Activists from the Human Rights Commission of Pakistan (HRCP) carry placards during a demonstration in Islamabad, Pakistan on October 10, 2015. © 2015 Getty Images


Pakistan’s pursuit of mercy for a death row prisoner in Indonesia stands in stark contrast to its own embrace of the death penalty, not just for drug smugglers, but in response to the horrific December 2014 attack by the Pakistani extremist group Tehreek-e-Taliban on a school in Peshawar. The attack, which left at least 148 dead – almost all of them children – prompted the government to lift an informal moratorium on the use of the death penalty and push through a constitutional amendment permitting military courts to prosecute civilian terrorism suspects. The human toll of those decisions has been appalling: 416 executions since late 2014, through June 2016.

Pakistan is right to be concerned about the fairness of Ali’s trial in Indonesia, but the government has been dismissive of allegations of unfair trials of its own death row prisoners. Among those executed was Shafqat Hussain, hanged on August 4, 2014, despite evidence he was 14 or 15-years-old when sentenced in 2004 for kidnapping and killing a 7-year-old boy, and that his confession may have resulted from police torture.

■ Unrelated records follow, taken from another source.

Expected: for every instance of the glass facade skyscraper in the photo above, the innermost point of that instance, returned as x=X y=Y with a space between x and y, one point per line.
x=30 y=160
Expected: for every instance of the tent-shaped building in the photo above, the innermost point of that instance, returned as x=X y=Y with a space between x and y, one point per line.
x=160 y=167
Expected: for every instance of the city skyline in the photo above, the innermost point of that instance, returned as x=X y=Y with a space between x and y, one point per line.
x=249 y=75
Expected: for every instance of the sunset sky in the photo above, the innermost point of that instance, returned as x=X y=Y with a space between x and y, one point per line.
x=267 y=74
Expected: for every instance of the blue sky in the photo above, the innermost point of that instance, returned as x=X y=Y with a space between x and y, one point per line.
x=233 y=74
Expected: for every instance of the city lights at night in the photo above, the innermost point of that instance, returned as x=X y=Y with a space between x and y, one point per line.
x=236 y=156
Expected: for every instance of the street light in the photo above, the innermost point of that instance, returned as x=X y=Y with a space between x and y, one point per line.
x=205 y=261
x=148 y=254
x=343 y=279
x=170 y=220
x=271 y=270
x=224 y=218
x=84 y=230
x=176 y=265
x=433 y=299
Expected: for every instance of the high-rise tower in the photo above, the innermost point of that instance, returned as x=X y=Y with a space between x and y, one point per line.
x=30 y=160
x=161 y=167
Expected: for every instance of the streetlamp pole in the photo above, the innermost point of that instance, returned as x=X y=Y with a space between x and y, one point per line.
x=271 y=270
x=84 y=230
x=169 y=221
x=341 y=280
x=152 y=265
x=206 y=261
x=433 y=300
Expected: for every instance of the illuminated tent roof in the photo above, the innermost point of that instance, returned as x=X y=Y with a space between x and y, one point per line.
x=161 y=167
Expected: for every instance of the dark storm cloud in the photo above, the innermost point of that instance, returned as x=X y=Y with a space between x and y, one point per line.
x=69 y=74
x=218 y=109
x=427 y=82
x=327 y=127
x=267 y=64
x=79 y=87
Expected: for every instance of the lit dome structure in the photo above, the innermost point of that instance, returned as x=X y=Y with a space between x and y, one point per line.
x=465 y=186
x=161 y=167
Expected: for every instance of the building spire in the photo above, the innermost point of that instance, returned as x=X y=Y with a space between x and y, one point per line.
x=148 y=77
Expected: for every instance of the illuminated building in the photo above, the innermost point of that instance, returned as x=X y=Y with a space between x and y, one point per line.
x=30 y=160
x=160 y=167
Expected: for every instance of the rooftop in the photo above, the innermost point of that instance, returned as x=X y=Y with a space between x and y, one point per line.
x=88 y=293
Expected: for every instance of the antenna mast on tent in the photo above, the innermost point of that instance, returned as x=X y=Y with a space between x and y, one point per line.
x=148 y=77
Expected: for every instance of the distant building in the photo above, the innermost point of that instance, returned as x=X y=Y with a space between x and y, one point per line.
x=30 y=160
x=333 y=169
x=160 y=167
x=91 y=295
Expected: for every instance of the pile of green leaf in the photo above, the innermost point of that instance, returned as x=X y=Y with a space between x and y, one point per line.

Pakistan should urge Indonesia to stop the execution of Zulfikar Ali, but it should also call a halt to its own hangings. Pakistan Prime Minister Nawaz Sharif and Indonesian President Joko Widodo could each end these killings by recognizing the well-documented failure of the death penalty as a crime deterrent and reinstating the unofficial moratorium on capital punishment. This is an opportunity both leaders should take advantage of.